C’est ainsi qu’il a faire venir en son studio de la rue Vaugirard à Paris, des balayeurs, poissonniers, marchands de journaux, livreurs de lait, chiffonniers, charcutiers, boulangers, ramoneurs, électriciens etc… un travail qui a énormément compté pour lui car il avait une réelle tendresse pour tous ces petits métiers. Il les a tous traités sur un pied d’égalité, accompagnés de leurs outils. Cette démarche n’avait pas pour but de les  isoler de leur environnement habituel, mais de les  » transformer « , les embellir aussi quelque part. Il fera d’autres clichés, sur le même thème, à Londres.

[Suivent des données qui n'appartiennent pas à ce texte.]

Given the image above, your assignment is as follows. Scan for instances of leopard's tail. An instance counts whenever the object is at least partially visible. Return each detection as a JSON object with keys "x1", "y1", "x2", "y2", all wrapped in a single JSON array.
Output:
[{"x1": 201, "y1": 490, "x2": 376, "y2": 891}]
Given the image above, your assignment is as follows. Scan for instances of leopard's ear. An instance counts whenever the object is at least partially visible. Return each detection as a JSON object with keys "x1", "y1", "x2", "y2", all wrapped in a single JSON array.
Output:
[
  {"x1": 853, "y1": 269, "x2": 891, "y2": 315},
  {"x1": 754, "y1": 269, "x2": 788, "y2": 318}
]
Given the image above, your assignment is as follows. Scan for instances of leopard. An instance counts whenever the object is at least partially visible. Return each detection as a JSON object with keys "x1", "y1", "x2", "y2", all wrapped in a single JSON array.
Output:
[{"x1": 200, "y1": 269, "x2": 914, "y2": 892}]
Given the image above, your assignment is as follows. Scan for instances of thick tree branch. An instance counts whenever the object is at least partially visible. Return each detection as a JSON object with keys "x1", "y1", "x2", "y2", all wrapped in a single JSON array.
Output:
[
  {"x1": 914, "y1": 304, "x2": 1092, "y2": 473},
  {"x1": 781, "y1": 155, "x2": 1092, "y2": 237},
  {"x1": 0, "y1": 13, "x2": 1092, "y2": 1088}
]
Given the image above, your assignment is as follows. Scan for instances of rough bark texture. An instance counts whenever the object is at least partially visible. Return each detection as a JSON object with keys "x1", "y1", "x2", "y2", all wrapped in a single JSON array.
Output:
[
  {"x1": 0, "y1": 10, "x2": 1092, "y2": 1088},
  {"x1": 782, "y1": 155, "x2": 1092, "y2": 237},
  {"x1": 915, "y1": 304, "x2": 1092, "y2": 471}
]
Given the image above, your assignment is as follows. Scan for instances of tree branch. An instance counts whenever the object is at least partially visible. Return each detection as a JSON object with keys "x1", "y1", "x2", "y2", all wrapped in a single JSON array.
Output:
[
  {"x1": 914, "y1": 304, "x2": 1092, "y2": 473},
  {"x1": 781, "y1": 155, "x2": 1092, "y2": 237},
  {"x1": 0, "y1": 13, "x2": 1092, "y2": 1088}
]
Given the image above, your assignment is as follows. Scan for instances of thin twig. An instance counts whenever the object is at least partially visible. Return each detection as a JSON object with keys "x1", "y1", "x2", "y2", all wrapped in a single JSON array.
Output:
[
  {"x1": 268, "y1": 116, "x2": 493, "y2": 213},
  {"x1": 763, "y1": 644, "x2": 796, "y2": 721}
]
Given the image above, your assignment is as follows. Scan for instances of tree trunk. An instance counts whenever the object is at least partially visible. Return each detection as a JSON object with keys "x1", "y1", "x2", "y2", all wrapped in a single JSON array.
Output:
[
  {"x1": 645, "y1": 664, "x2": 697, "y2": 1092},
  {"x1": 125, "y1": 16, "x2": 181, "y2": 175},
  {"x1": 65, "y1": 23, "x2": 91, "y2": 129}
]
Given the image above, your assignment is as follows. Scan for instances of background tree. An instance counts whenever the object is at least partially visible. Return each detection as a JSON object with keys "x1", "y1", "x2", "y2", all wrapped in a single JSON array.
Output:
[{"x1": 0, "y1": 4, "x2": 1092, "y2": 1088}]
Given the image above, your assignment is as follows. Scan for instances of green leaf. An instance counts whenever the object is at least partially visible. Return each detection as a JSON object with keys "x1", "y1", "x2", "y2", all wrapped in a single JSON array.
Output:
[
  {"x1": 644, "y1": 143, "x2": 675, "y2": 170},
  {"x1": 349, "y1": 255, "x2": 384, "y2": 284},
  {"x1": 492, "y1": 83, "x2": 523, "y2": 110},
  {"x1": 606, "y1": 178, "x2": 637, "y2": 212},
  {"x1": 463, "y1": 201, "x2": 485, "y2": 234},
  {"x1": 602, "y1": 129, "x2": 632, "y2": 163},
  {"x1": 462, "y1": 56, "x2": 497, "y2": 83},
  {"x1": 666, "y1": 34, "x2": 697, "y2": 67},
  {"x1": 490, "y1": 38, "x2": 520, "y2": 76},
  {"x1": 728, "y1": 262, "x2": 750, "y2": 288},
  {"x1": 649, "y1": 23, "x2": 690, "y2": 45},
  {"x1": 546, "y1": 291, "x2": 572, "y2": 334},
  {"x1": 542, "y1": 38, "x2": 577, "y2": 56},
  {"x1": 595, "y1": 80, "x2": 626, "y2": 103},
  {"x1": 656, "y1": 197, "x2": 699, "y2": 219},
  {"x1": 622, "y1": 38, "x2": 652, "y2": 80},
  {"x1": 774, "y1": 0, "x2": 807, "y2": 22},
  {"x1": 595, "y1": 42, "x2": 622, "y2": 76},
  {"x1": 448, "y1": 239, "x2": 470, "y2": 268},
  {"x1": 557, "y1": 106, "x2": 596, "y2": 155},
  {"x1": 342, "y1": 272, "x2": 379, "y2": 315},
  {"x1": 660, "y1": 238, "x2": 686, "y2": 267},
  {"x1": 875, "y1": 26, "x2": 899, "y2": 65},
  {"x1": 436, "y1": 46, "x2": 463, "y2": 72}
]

PENN La vendeuse de ballons
La vendeuse de ballons – Irving PENN
PENN le ramoneur 1950
Le ramoneur / Irving PENN
PENN Le vendeur de marrons 1951
Le vendeur de marrons / Irving PENN

La série Les Fleurs  débutera en 1967 pour le magazine Vogue/USA. Chaque été, à partir de cette date, fut consacrée à une fleur en particulier : 67 les tulipes, 68 les coquelicots, 69 les pivoines, 70 les orchidées, 71 les roses, 72 les lys, 73 les bégonias. Il avouait ne prétendre à aucune connaissance particulière sur l’horticulture, mais a laissé libre cours au simple plaisir de photographier la beauté d’une fleur.

PENN Flowers coquelicots
 » Coquelicots  » / Irving PENN

Les années 70 marquent celles des détritus jonchés sur les trottoirs de New York, ainsi que de sa célèbre série sur les mégots de cigarettes. Une passion qui va durer quinze mois.

 » Une cigarette écrasée en dit long sur le caractère, la sensibilité. Le choix même d’une cigarette dénote le goût de la personne  » .I.P.

PENN Cigarettes
 » Cigarettes  » – Irving PENN

Il a également travaillé avec le milieu des cosmétiques ( Maison Clinique ), la haute Couture ( le couturier Issey Miyaké deviendra un grand ami ) et il a publié de nombreux ouvrages sur son travail photographique. Ce dernier a influencé de nombreux autres photographes, notamment cette façon si particulière d’utiliser la lumière, une atmosphère éthérée. Mais il faut bien avouer que personne n’a véritablement réussi à le faire avec le talent déployé par Irving Penn.

CLINIQUE by Irving PENN
 » Clinique  » par Irving PENN

Mister Penn, comme l’appelaient ses assistants, c’est éteint à New York, dans son appartement de Manhattan, en 2009 à l’âge de 92 ans. Il a fait don de toutes ses archives au Museum d’Art de Chicago et une partie de ses objets personnels se trouvent à la Bibliothèque Reyson & Burhnam à l’Art Institute de Chicago. La Fondation Irving Penn a vu le jour en 2005.